Garra y pundonor de estas jugadoras que, por vez primera en la historia del fútbol nacional, batallando contra viento y marea, le dieron a Colombia la final de un mundial FIFA. Ningún equipo de Suramérica había llegado tan lejos. Menos aún la tan publicitada selección masculina de fútbol. Sin liga profesional, financiando campañas de su magro bolsillo, hostilizadas e insultadas por los dirigentes de este deporte, abusadas sexualmente por entrenadores y sin patrocinio, fueron sus triunfos a la vez contra rivales en el terreno y contra su propia adversidad. Y tocaron el alma de sus congéneres: millones de mujeres vieron aquella invasión de la cancha, templo sagrado de la masculinidad, como conquista de un derecho.

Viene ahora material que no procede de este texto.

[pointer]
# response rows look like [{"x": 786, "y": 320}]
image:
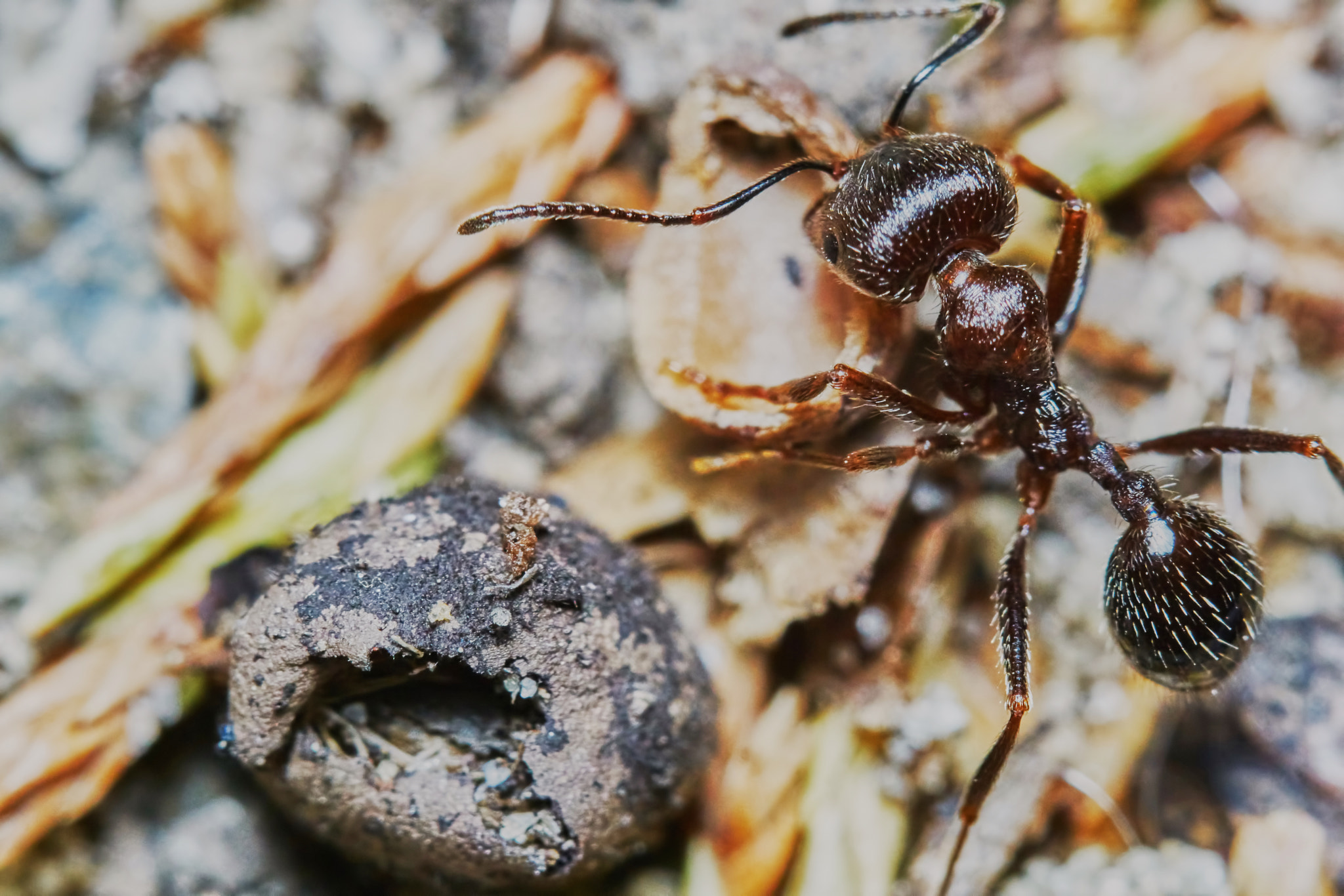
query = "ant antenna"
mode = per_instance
[
  {"x": 990, "y": 14},
  {"x": 702, "y": 215}
]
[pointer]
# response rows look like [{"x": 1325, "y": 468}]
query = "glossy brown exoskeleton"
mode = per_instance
[{"x": 1183, "y": 592}]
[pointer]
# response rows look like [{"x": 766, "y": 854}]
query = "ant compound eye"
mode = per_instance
[
  {"x": 831, "y": 247},
  {"x": 1183, "y": 596}
]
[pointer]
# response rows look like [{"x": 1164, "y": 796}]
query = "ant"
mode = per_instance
[{"x": 1183, "y": 590}]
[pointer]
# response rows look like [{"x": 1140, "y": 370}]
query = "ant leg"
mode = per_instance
[
  {"x": 873, "y": 458},
  {"x": 845, "y": 379},
  {"x": 1011, "y": 601},
  {"x": 1068, "y": 277},
  {"x": 792, "y": 393},
  {"x": 892, "y": 399},
  {"x": 1225, "y": 439}
]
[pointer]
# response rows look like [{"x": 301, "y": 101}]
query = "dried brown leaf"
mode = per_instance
[
  {"x": 799, "y": 539},
  {"x": 747, "y": 298},
  {"x": 68, "y": 734},
  {"x": 555, "y": 124}
]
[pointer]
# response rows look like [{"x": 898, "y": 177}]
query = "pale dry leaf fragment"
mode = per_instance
[
  {"x": 1280, "y": 855},
  {"x": 747, "y": 298},
  {"x": 754, "y": 793},
  {"x": 564, "y": 119},
  {"x": 799, "y": 539}
]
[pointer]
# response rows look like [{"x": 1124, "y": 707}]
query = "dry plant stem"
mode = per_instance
[
  {"x": 1198, "y": 92},
  {"x": 192, "y": 184},
  {"x": 556, "y": 124},
  {"x": 64, "y": 733}
]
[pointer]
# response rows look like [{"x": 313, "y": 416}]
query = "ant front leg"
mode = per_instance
[
  {"x": 873, "y": 458},
  {"x": 1011, "y": 605},
  {"x": 1068, "y": 280},
  {"x": 1225, "y": 439},
  {"x": 851, "y": 382}
]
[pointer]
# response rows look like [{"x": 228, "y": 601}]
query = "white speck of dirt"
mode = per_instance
[
  {"x": 516, "y": 826},
  {"x": 874, "y": 628},
  {"x": 496, "y": 771},
  {"x": 188, "y": 92},
  {"x": 640, "y": 703},
  {"x": 1173, "y": 870},
  {"x": 1106, "y": 703}
]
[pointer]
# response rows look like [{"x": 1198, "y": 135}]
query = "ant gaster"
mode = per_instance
[{"x": 1183, "y": 592}]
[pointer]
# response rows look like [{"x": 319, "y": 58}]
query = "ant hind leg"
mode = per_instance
[
  {"x": 1011, "y": 600},
  {"x": 1226, "y": 439}
]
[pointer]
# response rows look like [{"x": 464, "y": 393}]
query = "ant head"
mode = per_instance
[
  {"x": 1183, "y": 596},
  {"x": 908, "y": 203}
]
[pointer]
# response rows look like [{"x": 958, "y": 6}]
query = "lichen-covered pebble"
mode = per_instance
[{"x": 409, "y": 699}]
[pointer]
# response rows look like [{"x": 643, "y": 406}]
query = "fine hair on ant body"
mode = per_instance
[{"x": 1182, "y": 590}]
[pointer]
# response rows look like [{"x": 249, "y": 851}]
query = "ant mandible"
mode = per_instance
[{"x": 1183, "y": 590}]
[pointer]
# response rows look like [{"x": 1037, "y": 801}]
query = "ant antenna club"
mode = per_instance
[{"x": 991, "y": 11}]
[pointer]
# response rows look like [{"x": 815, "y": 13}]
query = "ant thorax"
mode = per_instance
[
  {"x": 902, "y": 207},
  {"x": 994, "y": 320}
]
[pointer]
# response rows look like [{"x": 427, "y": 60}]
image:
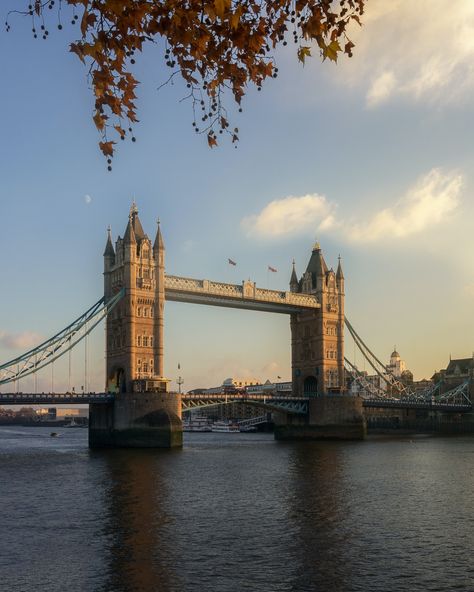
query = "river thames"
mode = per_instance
[{"x": 232, "y": 512}]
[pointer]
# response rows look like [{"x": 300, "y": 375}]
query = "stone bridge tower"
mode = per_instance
[
  {"x": 317, "y": 337},
  {"x": 143, "y": 413},
  {"x": 134, "y": 329}
]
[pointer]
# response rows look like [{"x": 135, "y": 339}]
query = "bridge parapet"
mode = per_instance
[{"x": 247, "y": 291}]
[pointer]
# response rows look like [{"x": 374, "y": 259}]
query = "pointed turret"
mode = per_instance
[
  {"x": 339, "y": 274},
  {"x": 293, "y": 279},
  {"x": 109, "y": 248},
  {"x": 137, "y": 225},
  {"x": 129, "y": 236},
  {"x": 158, "y": 245},
  {"x": 317, "y": 266}
]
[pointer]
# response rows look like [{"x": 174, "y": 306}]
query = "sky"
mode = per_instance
[{"x": 373, "y": 157}]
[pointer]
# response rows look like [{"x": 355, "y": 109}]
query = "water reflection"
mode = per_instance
[
  {"x": 319, "y": 509},
  {"x": 137, "y": 526}
]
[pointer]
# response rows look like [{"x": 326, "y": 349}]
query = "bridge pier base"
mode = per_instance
[
  {"x": 137, "y": 420},
  {"x": 330, "y": 417}
]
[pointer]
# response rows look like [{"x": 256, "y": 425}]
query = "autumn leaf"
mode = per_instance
[
  {"x": 218, "y": 47},
  {"x": 211, "y": 140},
  {"x": 331, "y": 50},
  {"x": 303, "y": 53},
  {"x": 107, "y": 148}
]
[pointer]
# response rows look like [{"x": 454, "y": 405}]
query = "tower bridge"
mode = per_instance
[{"x": 137, "y": 408}]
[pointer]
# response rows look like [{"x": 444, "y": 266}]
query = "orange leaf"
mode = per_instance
[{"x": 107, "y": 148}]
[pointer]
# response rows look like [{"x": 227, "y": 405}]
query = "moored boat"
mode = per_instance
[{"x": 225, "y": 427}]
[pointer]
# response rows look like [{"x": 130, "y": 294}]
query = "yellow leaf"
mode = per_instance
[
  {"x": 331, "y": 50},
  {"x": 107, "y": 148},
  {"x": 211, "y": 140},
  {"x": 219, "y": 7},
  {"x": 303, "y": 53}
]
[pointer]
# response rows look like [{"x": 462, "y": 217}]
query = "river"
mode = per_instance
[{"x": 236, "y": 512}]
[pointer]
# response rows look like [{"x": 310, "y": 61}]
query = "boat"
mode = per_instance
[
  {"x": 225, "y": 427},
  {"x": 73, "y": 424},
  {"x": 198, "y": 424},
  {"x": 248, "y": 429}
]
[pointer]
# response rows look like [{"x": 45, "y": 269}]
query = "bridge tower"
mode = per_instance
[
  {"x": 317, "y": 337},
  {"x": 317, "y": 354},
  {"x": 143, "y": 413},
  {"x": 134, "y": 331}
]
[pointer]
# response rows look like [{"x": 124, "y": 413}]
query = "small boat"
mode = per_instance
[
  {"x": 73, "y": 424},
  {"x": 225, "y": 427},
  {"x": 198, "y": 424}
]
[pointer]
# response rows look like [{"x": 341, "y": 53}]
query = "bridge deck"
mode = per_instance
[
  {"x": 246, "y": 295},
  {"x": 194, "y": 401}
]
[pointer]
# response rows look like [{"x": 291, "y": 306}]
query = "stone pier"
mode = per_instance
[
  {"x": 330, "y": 417},
  {"x": 137, "y": 420}
]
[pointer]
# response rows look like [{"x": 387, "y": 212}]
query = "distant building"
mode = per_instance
[
  {"x": 456, "y": 372},
  {"x": 396, "y": 368}
]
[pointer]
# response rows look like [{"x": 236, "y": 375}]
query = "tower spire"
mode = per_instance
[
  {"x": 293, "y": 279},
  {"x": 339, "y": 273},
  {"x": 159, "y": 243},
  {"x": 129, "y": 236},
  {"x": 109, "y": 248}
]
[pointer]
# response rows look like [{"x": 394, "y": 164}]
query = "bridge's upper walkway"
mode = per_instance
[
  {"x": 246, "y": 295},
  {"x": 275, "y": 402}
]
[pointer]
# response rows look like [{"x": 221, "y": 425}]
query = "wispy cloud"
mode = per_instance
[
  {"x": 291, "y": 215},
  {"x": 421, "y": 50},
  {"x": 426, "y": 204},
  {"x": 25, "y": 340}
]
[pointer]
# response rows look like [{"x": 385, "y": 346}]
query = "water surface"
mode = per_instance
[{"x": 235, "y": 512}]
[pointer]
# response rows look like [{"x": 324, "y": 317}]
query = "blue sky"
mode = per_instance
[{"x": 373, "y": 157}]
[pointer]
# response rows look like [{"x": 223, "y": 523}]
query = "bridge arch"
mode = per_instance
[
  {"x": 310, "y": 386},
  {"x": 117, "y": 381}
]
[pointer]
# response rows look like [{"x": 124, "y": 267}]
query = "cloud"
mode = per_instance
[
  {"x": 291, "y": 215},
  {"x": 426, "y": 204},
  {"x": 22, "y": 341},
  {"x": 422, "y": 50}
]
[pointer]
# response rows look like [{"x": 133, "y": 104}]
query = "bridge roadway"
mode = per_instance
[
  {"x": 289, "y": 404},
  {"x": 245, "y": 295}
]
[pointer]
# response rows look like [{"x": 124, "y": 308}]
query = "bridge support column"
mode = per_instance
[
  {"x": 137, "y": 420},
  {"x": 330, "y": 417}
]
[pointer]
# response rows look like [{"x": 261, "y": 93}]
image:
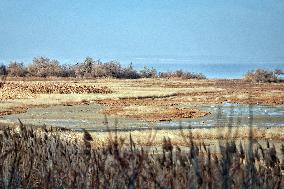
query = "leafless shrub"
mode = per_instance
[
  {"x": 16, "y": 69},
  {"x": 182, "y": 74},
  {"x": 261, "y": 75},
  {"x": 148, "y": 72},
  {"x": 3, "y": 70},
  {"x": 44, "y": 67}
]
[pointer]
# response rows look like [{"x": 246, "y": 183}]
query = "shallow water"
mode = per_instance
[{"x": 89, "y": 117}]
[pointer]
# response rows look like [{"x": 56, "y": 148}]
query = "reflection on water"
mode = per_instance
[{"x": 88, "y": 116}]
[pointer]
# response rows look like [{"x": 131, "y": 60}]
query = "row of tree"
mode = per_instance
[{"x": 89, "y": 68}]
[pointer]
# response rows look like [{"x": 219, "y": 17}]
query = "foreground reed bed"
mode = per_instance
[{"x": 55, "y": 158}]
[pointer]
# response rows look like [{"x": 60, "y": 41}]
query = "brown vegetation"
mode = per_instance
[
  {"x": 262, "y": 76},
  {"x": 53, "y": 158},
  {"x": 89, "y": 68},
  {"x": 12, "y": 90}
]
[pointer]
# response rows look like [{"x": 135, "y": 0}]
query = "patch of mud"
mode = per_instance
[{"x": 155, "y": 113}]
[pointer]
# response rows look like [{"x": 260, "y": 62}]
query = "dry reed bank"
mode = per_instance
[{"x": 54, "y": 158}]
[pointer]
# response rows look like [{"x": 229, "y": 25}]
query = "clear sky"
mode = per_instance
[{"x": 120, "y": 29}]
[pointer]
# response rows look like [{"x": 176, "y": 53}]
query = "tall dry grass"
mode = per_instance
[{"x": 55, "y": 158}]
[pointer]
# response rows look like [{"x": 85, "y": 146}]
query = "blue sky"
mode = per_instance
[{"x": 69, "y": 30}]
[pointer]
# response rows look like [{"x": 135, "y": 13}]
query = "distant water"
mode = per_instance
[
  {"x": 211, "y": 67},
  {"x": 232, "y": 71}
]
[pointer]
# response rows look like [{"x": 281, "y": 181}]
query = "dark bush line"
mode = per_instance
[
  {"x": 263, "y": 76},
  {"x": 89, "y": 68}
]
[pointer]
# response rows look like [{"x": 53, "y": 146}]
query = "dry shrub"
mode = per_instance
[{"x": 263, "y": 76}]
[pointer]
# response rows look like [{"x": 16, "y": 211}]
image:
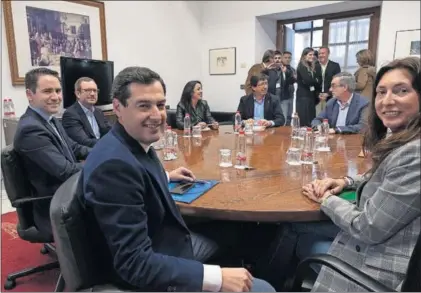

Tampoco se ahorró esta selección hace 3 meses el desafiante puño en alto en la Copa Libertadores, a los acordes del himno nacional. 

No ha mucho espetó el directivo Gabriel Camargo sobre el fútbol femenino: “eso anda mal (…) eso no da ni económicamente ni nada (…) aparte de los problemas que dan las mujeres. (Ellas) son más tomatrago que los hombres y (…) caldo de cultivo del lesbianismo…”. El triunfo de las jugadoras -escribe Greace Vanegas- resulta del más largo y exigente partido de sus vidas: la resistencia a una discriminación estructural y la búsqueda de igualdad. El resultado es clamoroso: la selección femenina fue a dos mundiales, a dos olímpicos, recibió el oro en los Panamericanos de Lima y el subcampeonato de la Copa América. Logró cupo al mundial de Australia el año entrante y a los Olímpicos en 2024. La arquera Luisa Agudelo, de 15 años, brilla en el orbe, la secunda Gabriela Rodríguez y Linda Caicedo podrá ser la mejor artillera del mundo en su categoría.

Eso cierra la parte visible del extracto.